Sponsored Content (Single Image)
Native in-feed ads appearing as organic posts. Best for awareness and website traffic. Standard image size: 1200x627px. Average engagement: 0.44-0.65% CTR. Use for thought leadership, case studies, and educational content that builds trust before asking for conversion.
Video Ads
Auto-play videos in feed, optimized for mobile. Ideal for product demos, customer testimonials, and brand storytelling. Optimal length: 15-30 seconds for awareness, 60-90 seconds for consideration. Include captions (85% watch without sound). Higher engagement than static—often 2-3x CTR improvement.
Carousel Ads
Swipeable multi-card format (2-10 cards). Perfect for feature breakdowns, step-by-step guides, or multiple case studies.
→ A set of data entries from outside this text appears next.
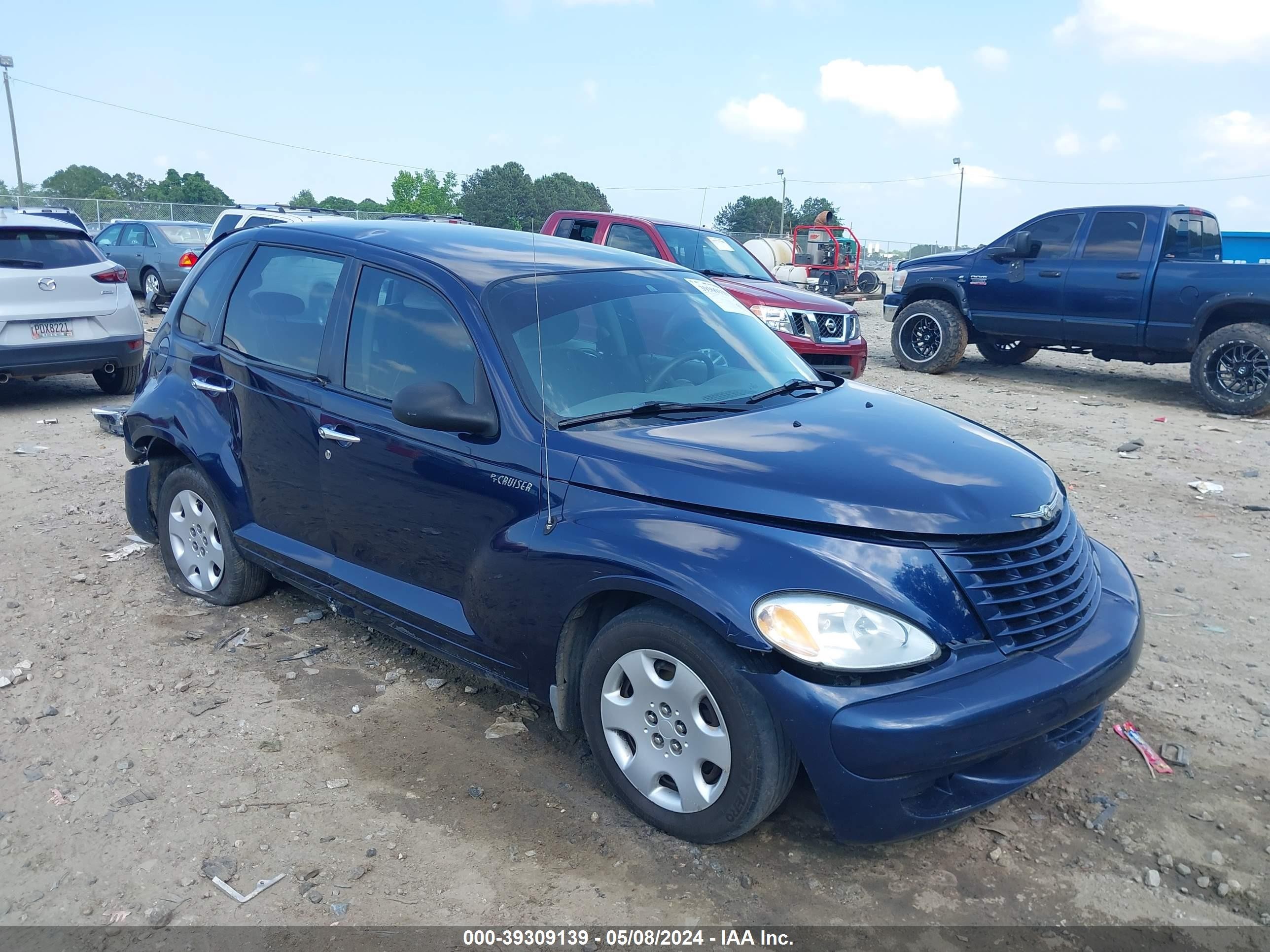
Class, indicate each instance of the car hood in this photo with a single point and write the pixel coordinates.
(775, 295)
(852, 457)
(947, 258)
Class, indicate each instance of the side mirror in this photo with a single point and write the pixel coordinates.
(439, 407)
(1018, 247)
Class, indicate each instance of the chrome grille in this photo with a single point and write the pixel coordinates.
(1030, 588)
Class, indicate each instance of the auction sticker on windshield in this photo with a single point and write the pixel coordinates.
(718, 295)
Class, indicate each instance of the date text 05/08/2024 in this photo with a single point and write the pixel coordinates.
(625, 938)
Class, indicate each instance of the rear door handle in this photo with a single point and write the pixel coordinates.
(338, 436)
(200, 384)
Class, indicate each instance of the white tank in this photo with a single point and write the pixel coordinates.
(771, 252)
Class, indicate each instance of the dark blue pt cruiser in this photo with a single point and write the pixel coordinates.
(599, 480)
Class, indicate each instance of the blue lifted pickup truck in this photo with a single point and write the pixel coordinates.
(1119, 282)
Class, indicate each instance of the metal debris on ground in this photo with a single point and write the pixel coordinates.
(109, 419)
(1174, 753)
(16, 676)
(138, 796)
(261, 886)
(1154, 763)
(301, 655)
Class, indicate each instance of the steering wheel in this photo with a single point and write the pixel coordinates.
(699, 356)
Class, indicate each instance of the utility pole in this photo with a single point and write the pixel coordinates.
(5, 63)
(781, 173)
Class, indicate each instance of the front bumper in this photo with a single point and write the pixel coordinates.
(903, 758)
(71, 356)
(844, 360)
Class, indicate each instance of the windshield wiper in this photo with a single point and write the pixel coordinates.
(790, 386)
(649, 409)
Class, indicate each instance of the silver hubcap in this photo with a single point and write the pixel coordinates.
(196, 541)
(665, 730)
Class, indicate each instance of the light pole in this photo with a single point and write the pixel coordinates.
(5, 63)
(781, 173)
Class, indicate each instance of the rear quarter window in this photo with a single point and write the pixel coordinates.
(42, 249)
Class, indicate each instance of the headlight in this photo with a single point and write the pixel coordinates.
(834, 633)
(775, 318)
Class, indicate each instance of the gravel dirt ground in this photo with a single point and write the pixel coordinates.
(431, 823)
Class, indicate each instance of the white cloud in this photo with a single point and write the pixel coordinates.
(1172, 30)
(1067, 144)
(992, 58)
(910, 97)
(764, 117)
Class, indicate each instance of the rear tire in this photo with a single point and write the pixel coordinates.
(121, 380)
(929, 337)
(1006, 352)
(234, 579)
(687, 658)
(1231, 369)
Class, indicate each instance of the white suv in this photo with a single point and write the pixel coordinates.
(249, 216)
(64, 307)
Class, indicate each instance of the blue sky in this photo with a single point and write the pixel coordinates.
(673, 94)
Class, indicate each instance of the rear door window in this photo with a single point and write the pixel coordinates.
(280, 306)
(629, 238)
(1116, 235)
(402, 333)
(208, 298)
(41, 249)
(226, 224)
(577, 229)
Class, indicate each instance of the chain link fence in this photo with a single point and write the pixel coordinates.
(100, 212)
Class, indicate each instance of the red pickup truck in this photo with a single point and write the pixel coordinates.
(826, 333)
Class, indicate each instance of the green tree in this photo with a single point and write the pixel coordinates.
(806, 214)
(75, 182)
(753, 215)
(424, 193)
(561, 191)
(501, 196)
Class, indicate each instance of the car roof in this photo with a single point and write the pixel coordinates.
(477, 256)
(14, 217)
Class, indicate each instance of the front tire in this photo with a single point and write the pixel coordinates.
(121, 380)
(929, 337)
(680, 733)
(1009, 353)
(1231, 369)
(197, 543)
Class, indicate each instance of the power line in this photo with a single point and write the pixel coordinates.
(640, 188)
Each card needs standalone value with clear CTA. Best practice: 3-5 cards for highest completion rate. Use to showcase product benefits sequentially or compare solutions.
Lead Gen Forms
Pre-filled forms using LinkedIn profile data. Reduces friction—typically 3-5x higher conversion than landing pages. Best for gated content (whitepapers, webinars, demos). Mobile-optimized. Critical: first-touch nurture sequence must be immediate and valuable to prevent drop-off.
Message Ads (Sponsored InMail)
Direct messages to LinkedIn inboxes. High engagement (20-40% open rates) but premium cost. Best for event invitations, ABM outreach, and high-value offers. Personalization essential—reference job title, company, or recent activity. Character limit: 1,500 (keep to 300-400 for best performance).
Document Ads
Native PDF viewer in feed—users scroll through documents without leaving LinkedIn. Excellent for whitepapers, reports, case studies, and slide decks. Maximum 10 pages recommended. Include strong first page to hook attention and clear CTA on final page.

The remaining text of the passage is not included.